PETA Buys Stock in Pharmaceutical Firm Arrowhead, Calls for Ban on Chimpanzee Experiments

PETA wants Pasadena-based pharmaceutical company Arrowhead Research to join Merck, GlaxoSmithKline, Novo Nordisk, and other drug companies by pledging not to conduct, commission, or fund cruel experiments on chimpanzees and is taking its campaign to the boardroom.

For Immediate Release:
April 2, 2014

Contact:
Tasgola Bruner 202-483-7382

Pasadena, Calif.

PETA wants Pasadena-based pharmaceutical company Arrowhead Research to join Merck, GlaxoSmithKline, Novo Nordisk, and other drug companies by pledging not to conduct, commission, or fund cruel experiments on chimpanzees and is taking its campaign to the boardroom.

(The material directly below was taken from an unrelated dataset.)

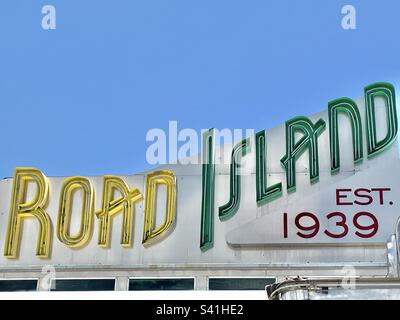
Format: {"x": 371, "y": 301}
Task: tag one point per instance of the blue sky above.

After a year of private discussions with Arrowhead that have failed to lead to meaningful change, PETA has purchased stock in the company so that it can attend the next shareholder meeting and make its case to executives and fellow owners.

In a 2013 experiment commissioned and funded by Arrowhead at the notorious Texas Biomedical Research Institute, a female chimpanzee was injected with an experimental drug to treat hepatitis B and underwent repeated painful biopsies during which pieces of her liver were removed. She was first infected with the hepatitis B virus (HBV) 35 years ago and has been locked in a laboratory and subjected to countless similar procedures since.

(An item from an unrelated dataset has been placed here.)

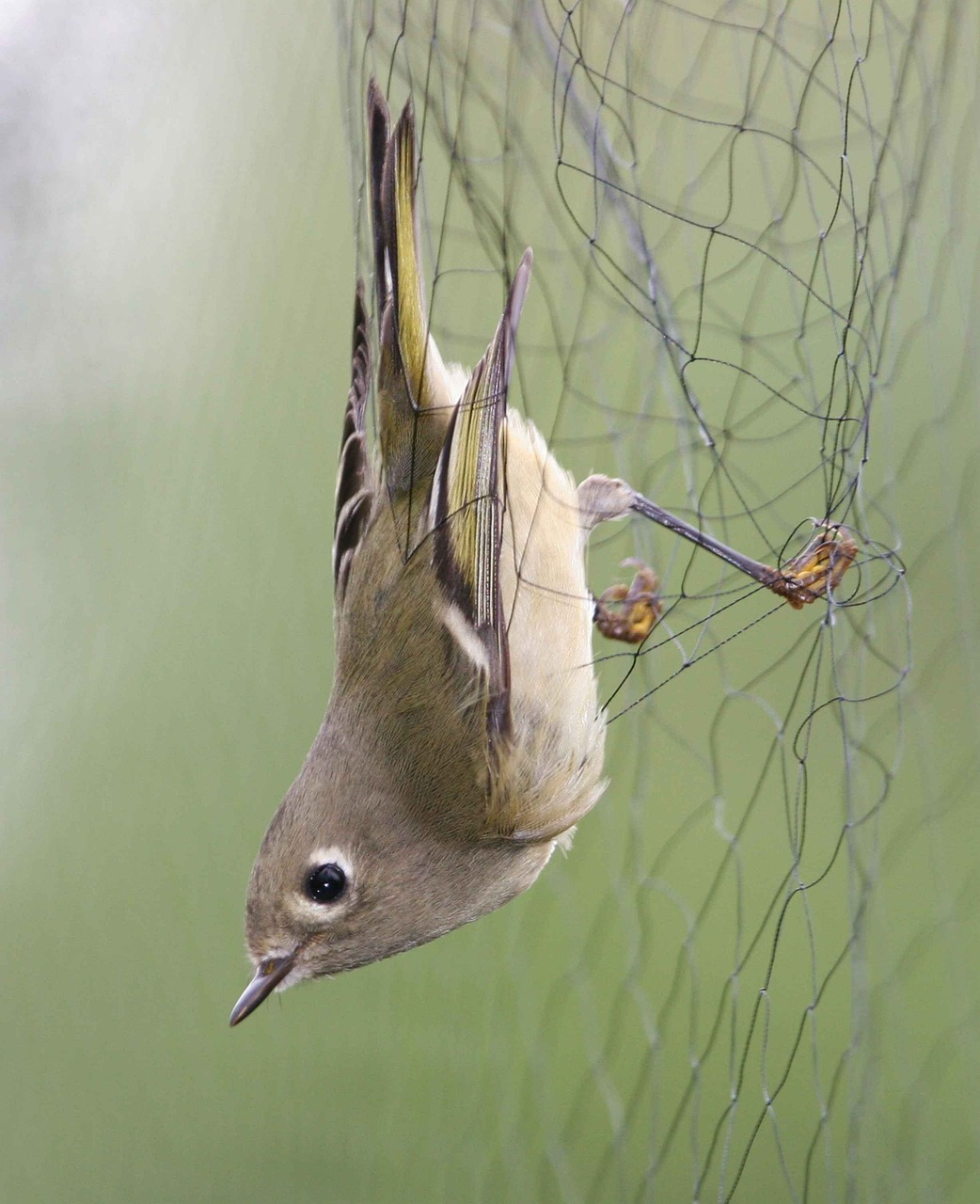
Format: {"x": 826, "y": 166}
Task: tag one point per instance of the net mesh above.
{"x": 755, "y": 259}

“Arrowhead’s recent commissioning of a cruel experiment in which a chimpanzee was forced to undergo painful procedures to remove pieces of her liver is ethically and scientifically unjustifiable,” says PETA Director of Laboratory Investigations Justin Goodman. “As a shareholder, PETA will push Arrowhead to take a stand against experiments such as this on chimpanzees that have been deemed unethical and unnecessary by many of its peers and the nation’s foremost scientific authorities.”

A landmark 2011 study by the Institute of Medicine found that “most current biomedical research use of chimpanzees is not necessary,” including for hepatitis B research. A subsequent report from the National Institutes of Health (NIH) agreed and concluded that “research involving chimpanzees has rarely accelerated new discoveries or the advancement of human health for infectious diseases.” As a result, the NIH has cut funding for the majority of federally funded biomedical experiments on chimpanzees and is retiring at least 310 of the 360 chimpanzees in laboratories.

Gilead Sciences, which currently has an HBV drug in clinical trials, previously commissioned experiments on chimpanzees but has since banned the practice, as have many others. The U.S. is the last country in the world that conducts invasive experiments on chimpanzees.